La santé des pompiers est menacée. Plutôt que de récompenser à posteriori ceux ayant survécu à leur engagement continu et de longue date, il pourrait être intéressant d'agir en amont et en prévention. Les accidents des sapeurs-pompiers sont de plus en plus graves : à 43,9 jours en moyenne, cette durée a progressé de 4,5 jours en 5 ans. Alors même que le Centre international de recherche sur le cancer a reconnu l'activité de pompier comme cancérogène, la France ne reconnaît que deux types de cancer comme maladies professionnelles liées à cette activité, tandis que c'est 19 au Canada ! Les sapeurs-pompiers mériteraient également un peu plus de transparence relative aux équipements qui leurs sont fournis. La Caisse nationale de retraites des agents des collectivités locales (CNRACL) révélait en 2018 que les cagoules présentées comme "filtrantes" ne l'étaient pas et ne protégeaient donc en rien des émanations toxiques et des particules fines auxquelles sont confrontés les sapeurs-pompiers. Enfin, une reconnaissance des problématiques de santé mentale des sapeurs-pompiers vaudrait tout autant qu'une médaille, alors que plus de 10% des sapeurs-pompiers seraient en état de stress post-traumatique et qu'ils n'ont que difficilement accès à un psychologue : il y en a 1 pour 734 dans les services d'incendie et de secours.

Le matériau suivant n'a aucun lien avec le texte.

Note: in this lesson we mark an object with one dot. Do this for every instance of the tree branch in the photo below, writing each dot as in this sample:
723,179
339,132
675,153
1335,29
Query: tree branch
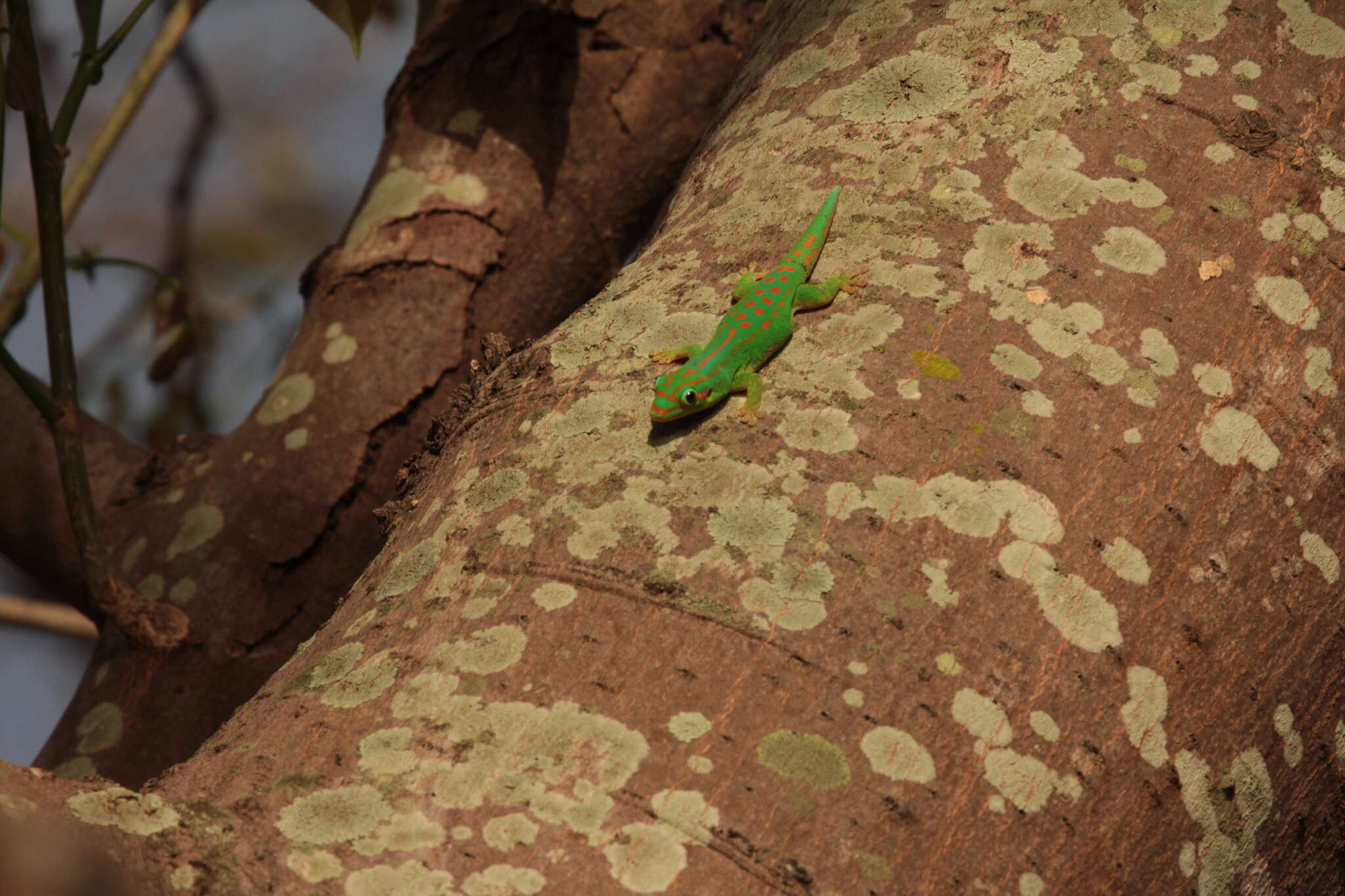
150,624
14,300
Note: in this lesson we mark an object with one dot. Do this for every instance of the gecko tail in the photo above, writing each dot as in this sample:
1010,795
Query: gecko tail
810,245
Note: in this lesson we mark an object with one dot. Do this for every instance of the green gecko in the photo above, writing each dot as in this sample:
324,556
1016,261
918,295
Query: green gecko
759,323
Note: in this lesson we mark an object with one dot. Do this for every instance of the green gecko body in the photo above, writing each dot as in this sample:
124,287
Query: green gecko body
758,324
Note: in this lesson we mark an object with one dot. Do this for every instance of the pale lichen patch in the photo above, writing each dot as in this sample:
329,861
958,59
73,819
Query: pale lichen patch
1212,381
982,717
334,816
100,729
139,815
505,880
286,398
1015,362
1078,610
1229,824
314,865
483,652
805,757
793,598
1292,738
553,595
1235,436
646,859
1130,250
409,879
1310,33
198,526
363,684
409,567
825,430
689,726
1126,561
1321,555
915,86
1038,403
898,756
1287,299
758,527
1025,781
509,832
1044,726
939,593
1143,714
387,752
403,832
1317,373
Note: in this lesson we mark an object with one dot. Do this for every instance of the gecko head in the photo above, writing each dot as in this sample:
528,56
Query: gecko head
680,394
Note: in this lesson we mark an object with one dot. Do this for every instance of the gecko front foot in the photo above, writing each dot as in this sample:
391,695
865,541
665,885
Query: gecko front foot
852,281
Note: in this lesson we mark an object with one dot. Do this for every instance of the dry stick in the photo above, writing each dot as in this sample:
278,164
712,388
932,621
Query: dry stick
43,614
146,622
27,270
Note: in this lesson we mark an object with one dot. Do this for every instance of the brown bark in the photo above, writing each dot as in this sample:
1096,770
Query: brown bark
1028,582
521,164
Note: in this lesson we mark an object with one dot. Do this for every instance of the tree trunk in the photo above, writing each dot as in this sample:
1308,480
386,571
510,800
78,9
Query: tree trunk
1028,581
526,152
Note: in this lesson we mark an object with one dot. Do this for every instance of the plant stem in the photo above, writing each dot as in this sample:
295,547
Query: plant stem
27,269
65,423
92,58
35,391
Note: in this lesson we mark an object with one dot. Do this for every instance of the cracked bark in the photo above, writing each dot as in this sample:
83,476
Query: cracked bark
571,188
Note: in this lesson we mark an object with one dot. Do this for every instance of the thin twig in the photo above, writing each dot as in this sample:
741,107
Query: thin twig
46,616
65,423
182,195
35,391
92,60
146,622
27,269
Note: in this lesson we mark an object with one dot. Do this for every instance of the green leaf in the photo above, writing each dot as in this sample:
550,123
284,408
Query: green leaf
350,16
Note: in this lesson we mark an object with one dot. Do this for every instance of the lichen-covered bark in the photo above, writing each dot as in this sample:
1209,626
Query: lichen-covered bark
1029,581
527,146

Cette proposition de loi reconnaît tous ces problèmes, évoquant "le temps consacré à la disponibilité opérationnelle", la "bravoure [...] manifestée lors d'opérations de secours" ou "la souffrance endurée du fait de blessures en intervention". Autant de difficultés et de souffrance qu'une récompense symbolique ne peut compenser.
Pour toutes ces raisons, le groupe LFI-NFP sollicite la remise d'un rapport sur les conditions de travail, leurs effets sur la santé des sapeurs-pompiers, et les mesures susceptibles de les améliorer.